Meine Damen und Herren von der SPD, Sie können nicht dreispännig Kutsche fahren.

(Plaue [SPD]: Troika! - Weitere Zuru- fe von der SPD)

- Nein, das werden Sie nicht schaffen. Bei Ihnen gehen die beiden rechts und links in die Knie, und einer bleibt übrig. Sie können sich vorstellen, wer das ist.

(Beifall bei der CDU)

Frau Kollegin Ernst, kommen Sie bitte zum Schluss.

Ich komme zum Schluss.

(Beifall bei der SPD - Zurufe von der SPD: Bravo! - Gegenruf von der [CDU]: Sie können die Wahrheit nicht hören!)
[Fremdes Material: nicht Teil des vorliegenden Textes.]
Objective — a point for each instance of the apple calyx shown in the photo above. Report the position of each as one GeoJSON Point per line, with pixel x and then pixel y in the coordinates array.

Ich sage Ihnen zum Schluss nur noch Folgendes: Wenn Sie diesem Antrag nicht zustimmen, dann zeigen Sie unserer Ansicht nach deutlich, wie Sie sich aus der finanziellen Verantwortung für die Hochschulen herausziehen.

(Widerspruch bei der [SPD])

Sie verfolgen eindeutig haushaltspolitische Ziele und wollen so lange warten, bis sich auf Bundesebene oder in Ihrer Partei wieder etwas anderes ergibt. Wir kennen das bereits von der Schulstruktur.

Nachdem die Hochschulen über Jahre immense Einsparungen vorgenommen haben, um ihren Teil zu erfüllen, muss das Land Niedersachsen auch die Gegenfinanzierung aufbringen.

Frau Kollegin Ernst, ich muss Sie leider bitten, umgehend zum Schluss zu kommen.

Ja. - Das tut das Land nicht. Daher kann ich Sie nur noch einmal auffordern - -

(Unruhe bei der SPD - Zuruf von der SPD: Jetzt reicht es aber langsam! - Weitere Zurufe von der SPD)

- Herr Buß, bleiben Sie ruhig; aus den letzten Reihen brauchen Sie nicht zu schießen.

(Beifall bei der CDU und bei den GRÜNEN)

Stimmen Sie dem Antrag heute zu!

Frau Kollegin Ernst, Ihre Redezeit ist beendet.

Dadurch wird sich für Sie nichts ändern, aber die Studierenden haben Sicherheit.

(Beifall bei der CDU und bei den GRÜNEN)

Das Wort hat der Kollege Dr. Domröse. Ihm steht die restliche Redezeit der SPD zur Verfügung.

Herr Präsident! Meine sehr verehrten Damen und Herren! Liebe Frau Ernst, ich lasse Ihnen

(Frau Harms [GRÜNE]: Keine Chan- ce!)